Bestimmte Gewohnheiten im Core-Training werden häufig abgeraten, weil sie die Wirbelsäule ohne klaren stabilisierenden Nutzen belasten oder schlechte Bewegungsqualität mit bloßer Wiederholung maskieren.
Anzeichen schlechter Form oder übermäßiger Belastung helfen, Core-Training unterstützend statt riskant für Lendenwirbelsäule und Becken zu halten.
Welche Programme normalerweise vermeiden
Hohe Wiederholungs-Sit-ups als Hauptstrategie
Starke Abhängigkeit von wiederholter Rumpfbeugung wird in modernen Reha-Empfehlungen abgeraten, da sie lumbale Bandscheiben belastet, ohne funktionelle Stabilität zwingend aufzubauen.

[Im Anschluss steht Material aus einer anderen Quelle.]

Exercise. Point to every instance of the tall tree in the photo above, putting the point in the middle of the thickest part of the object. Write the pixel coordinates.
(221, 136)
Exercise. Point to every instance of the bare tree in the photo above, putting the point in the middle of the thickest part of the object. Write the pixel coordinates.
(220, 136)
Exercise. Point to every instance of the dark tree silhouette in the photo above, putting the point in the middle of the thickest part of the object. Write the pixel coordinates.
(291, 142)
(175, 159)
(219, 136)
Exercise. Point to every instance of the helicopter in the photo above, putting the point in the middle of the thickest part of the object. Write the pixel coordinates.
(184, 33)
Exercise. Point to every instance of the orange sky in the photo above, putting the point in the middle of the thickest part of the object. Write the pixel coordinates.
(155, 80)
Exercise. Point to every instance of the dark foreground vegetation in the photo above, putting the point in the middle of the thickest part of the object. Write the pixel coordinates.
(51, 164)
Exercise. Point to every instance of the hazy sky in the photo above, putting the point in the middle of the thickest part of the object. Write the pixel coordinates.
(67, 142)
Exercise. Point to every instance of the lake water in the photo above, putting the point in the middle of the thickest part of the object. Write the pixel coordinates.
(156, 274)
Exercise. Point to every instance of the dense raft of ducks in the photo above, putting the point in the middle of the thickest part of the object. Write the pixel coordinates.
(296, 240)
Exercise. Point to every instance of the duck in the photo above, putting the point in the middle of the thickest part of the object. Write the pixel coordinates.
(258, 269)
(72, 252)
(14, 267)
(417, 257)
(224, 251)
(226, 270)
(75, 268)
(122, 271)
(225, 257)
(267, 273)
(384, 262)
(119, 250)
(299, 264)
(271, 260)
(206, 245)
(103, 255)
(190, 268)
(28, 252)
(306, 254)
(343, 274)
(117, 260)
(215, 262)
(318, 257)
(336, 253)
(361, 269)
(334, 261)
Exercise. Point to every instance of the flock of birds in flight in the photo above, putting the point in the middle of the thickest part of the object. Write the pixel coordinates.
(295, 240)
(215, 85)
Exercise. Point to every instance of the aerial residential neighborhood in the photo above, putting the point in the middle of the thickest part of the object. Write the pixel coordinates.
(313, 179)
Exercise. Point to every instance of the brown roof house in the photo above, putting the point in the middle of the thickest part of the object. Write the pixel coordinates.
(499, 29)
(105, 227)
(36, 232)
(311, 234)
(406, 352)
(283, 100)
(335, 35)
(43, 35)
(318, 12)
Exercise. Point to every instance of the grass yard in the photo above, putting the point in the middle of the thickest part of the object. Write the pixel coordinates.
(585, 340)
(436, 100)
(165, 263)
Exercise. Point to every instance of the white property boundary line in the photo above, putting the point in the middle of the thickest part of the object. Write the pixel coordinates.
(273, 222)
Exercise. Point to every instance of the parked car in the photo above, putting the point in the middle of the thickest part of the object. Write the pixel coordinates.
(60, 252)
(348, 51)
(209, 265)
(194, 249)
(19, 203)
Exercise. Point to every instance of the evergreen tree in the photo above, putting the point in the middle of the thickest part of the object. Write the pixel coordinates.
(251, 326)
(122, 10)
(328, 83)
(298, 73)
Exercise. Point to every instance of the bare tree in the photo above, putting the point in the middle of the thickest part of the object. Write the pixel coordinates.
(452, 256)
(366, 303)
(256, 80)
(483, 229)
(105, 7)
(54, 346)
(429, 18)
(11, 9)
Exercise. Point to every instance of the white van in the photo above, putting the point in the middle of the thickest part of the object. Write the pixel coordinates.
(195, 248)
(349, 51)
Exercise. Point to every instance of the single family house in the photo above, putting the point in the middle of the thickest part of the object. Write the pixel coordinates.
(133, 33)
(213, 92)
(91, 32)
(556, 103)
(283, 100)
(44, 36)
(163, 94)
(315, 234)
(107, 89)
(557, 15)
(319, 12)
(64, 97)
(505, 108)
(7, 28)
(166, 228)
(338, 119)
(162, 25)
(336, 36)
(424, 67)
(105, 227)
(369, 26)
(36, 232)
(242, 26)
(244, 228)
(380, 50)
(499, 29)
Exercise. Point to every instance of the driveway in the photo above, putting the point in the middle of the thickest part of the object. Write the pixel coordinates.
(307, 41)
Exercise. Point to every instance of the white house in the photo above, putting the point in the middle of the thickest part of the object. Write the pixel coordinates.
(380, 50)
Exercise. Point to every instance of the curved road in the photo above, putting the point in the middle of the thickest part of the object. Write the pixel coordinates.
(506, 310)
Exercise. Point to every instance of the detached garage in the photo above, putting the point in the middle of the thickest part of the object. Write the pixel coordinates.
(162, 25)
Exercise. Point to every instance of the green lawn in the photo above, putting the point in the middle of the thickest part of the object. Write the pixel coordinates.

Atemanhalten bei schwerer Anstrengung
Übermäßiges Atemanhalten bei belastetem Core-Training kann den intraabdominellen Druck abnormal erhöhen — kontrollierte Atemmuster werden stattdessen empfohlen.
Beckenbodensymptome ignorieren
Training trotz Leckage, Schweregefühl oder Beckendruck wird abgeraten, da der Beckenboden gezielte Aufmerksamkeit brauchen kann, bevor höher belastetes Core-Training sinnvoll ist.
Last steigern vor beherrschter Aktivierung
Schwerere oder dynamischere Übungen, bevor tiefe Stabilisatoren zuverlässig aktivieren können, wird abgeraten, da das Kompensationsmuster verstärkt.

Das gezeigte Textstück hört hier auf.